Varios observadores coinciden en afirmar que éste será un año de avances estratégicos en términos ofensivos para la resistencia. Si bien ello puede degradar rápidamente la vida social, el deseo común de expulsar a los militares de la vida política no falta, y en su lugar promover dinámica democrática más profunda que la que se inició en 2011.

La presión internacional:

Con información de AFP

La presión crece contra la junta, investigada por la ONU por crímenes contra la humanidad.

«La justicia internacional tiene una memoria muy larga y algún día los autores de los crímenes internacionales más graves cometidos en Birmania tendrán que rendir cuentas», advirtió Nicholas Koumjian, jefe del Mecanismo de Investigación Independiente de las Naciones Unidas para Birmania.

Este mecanismo, creado en 2018, tiene el mandato de recopilar pruebas que muestren que se cometieron crímenes internacionales en Birmania y que se violó el derecho internacional.

Según su jefe, los informes del último año «sugieren que más de 1.000 personas han sido asesinadas en circunstancias que pueden calificarse como crímenes contra la humanidad o crímenes de guerra».

Además, Estados Unidos, Reino Unido y Canadá anunciaron sanciones coordinadas contra altos cargos del país.

«Mientras el régimen prive al pueblo de Birmania de su voz democrática, haremos que los militares y sus partidarios paguen por ello», advirtió el presidente estadounidense Joe Biden.

Las medidas de Washington afectan a siete personas y dos entidades «ligadas al régimen militar de Birmania», indicó el departamento del Tesoro.

Entre ellos figuran los principales funcionarios judiciales como el fiscal general, Thida Oo, el presidente de la Corte Suprema, Tun Tun Oo, y el jefe de la comisión anticorrupción, Tin Oo, vinculados con el juicio de Aung San Suu Kyi.

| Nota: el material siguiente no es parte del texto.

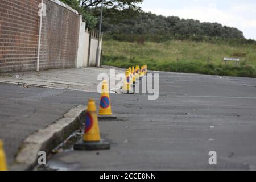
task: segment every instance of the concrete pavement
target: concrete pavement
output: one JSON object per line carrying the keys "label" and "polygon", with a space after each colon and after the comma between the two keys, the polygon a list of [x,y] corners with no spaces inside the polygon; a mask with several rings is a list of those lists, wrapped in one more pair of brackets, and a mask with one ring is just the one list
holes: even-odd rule
{"label": "concrete pavement", "polygon": [[[157,72],[156,73],[158,73]],[[160,96],[112,94],[110,150],[68,150],[49,168],[255,170],[256,79],[159,72]],[[217,165],[209,164],[215,151]]]}
{"label": "concrete pavement", "polygon": [[[255,169],[256,79],[155,73],[160,78],[157,100],[148,100],[146,94],[110,94],[118,119],[100,123],[110,150],[65,151],[47,161],[50,168]],[[98,106],[99,94],[73,88],[0,85],[0,138],[9,164],[35,131],[75,106],[86,105],[89,97]],[[216,166],[208,164],[212,150],[217,154]]]}
{"label": "concrete pavement", "polygon": [[[0,83],[95,92],[99,83],[98,75],[106,73],[110,76],[111,68],[115,69],[116,74],[124,73],[123,69],[107,66],[49,69],[39,72],[3,73],[0,76]],[[110,89],[115,90],[119,88]]]}
{"label": "concrete pavement", "polygon": [[[76,106],[84,106],[85,109],[88,98],[99,97],[96,93],[100,82],[97,77],[102,73],[110,76],[111,68],[2,74],[0,139],[5,142],[9,166],[16,163],[15,156],[24,147],[23,142],[30,135],[52,125]],[[123,69],[116,69],[115,71],[118,73]],[[88,92],[82,94],[83,92],[71,91],[74,90]],[[15,169],[26,167],[20,166]]]}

Aung San Suu Kiy en detención domiciliaria

En esta foto tomada el 17 de julio de 2019, la consejera de Estado de Birmania, Aung San Suu Kyi, asiste a la ceremonia de inauguración del Centro de Innovación de Yangon
En esta foto tomada el 17 de julio de 2019, la consejera de Estado de Birmania, Aung San Suu Kyi, asiste a la ceremonia de inauguración del Centro de Innovación de Yangon STR AFP/Archivos

La lideresa civil y ex jefa de facto del gobierno birmano hasta el golpe, también laureada con el premio Nobel de la Paz, purga hoy una pena de seis años de cárcel por importación ilegal de radiocomunicadores (walkie-talkies), incitación contra los militares y vulneración de las restricciones anticovid.

Suu Kyi, detenida desde el golpe, todavía debe enfrentar otros cargos por supuesta presión a la comisión electoral en los comicios de 2020, indicó una fuente conocedora del caso. El juicio debe alargarse durante seis meses.

El lunes, diputados del llamado «Gobierno Nacional de Unidad» en la sombra, formado principalmente por afines a Suu Kyi, pidió en un discurso a los medios en París que se impusiera un embargo internacional a la venta de armas al régimen.

La enviada de la ONU para Birmania, Noeleen Heyzer, también pidió el lunes una «reunión humanitaria» con «la mayoría de las partes interesadas» en el conflicto en Birmania.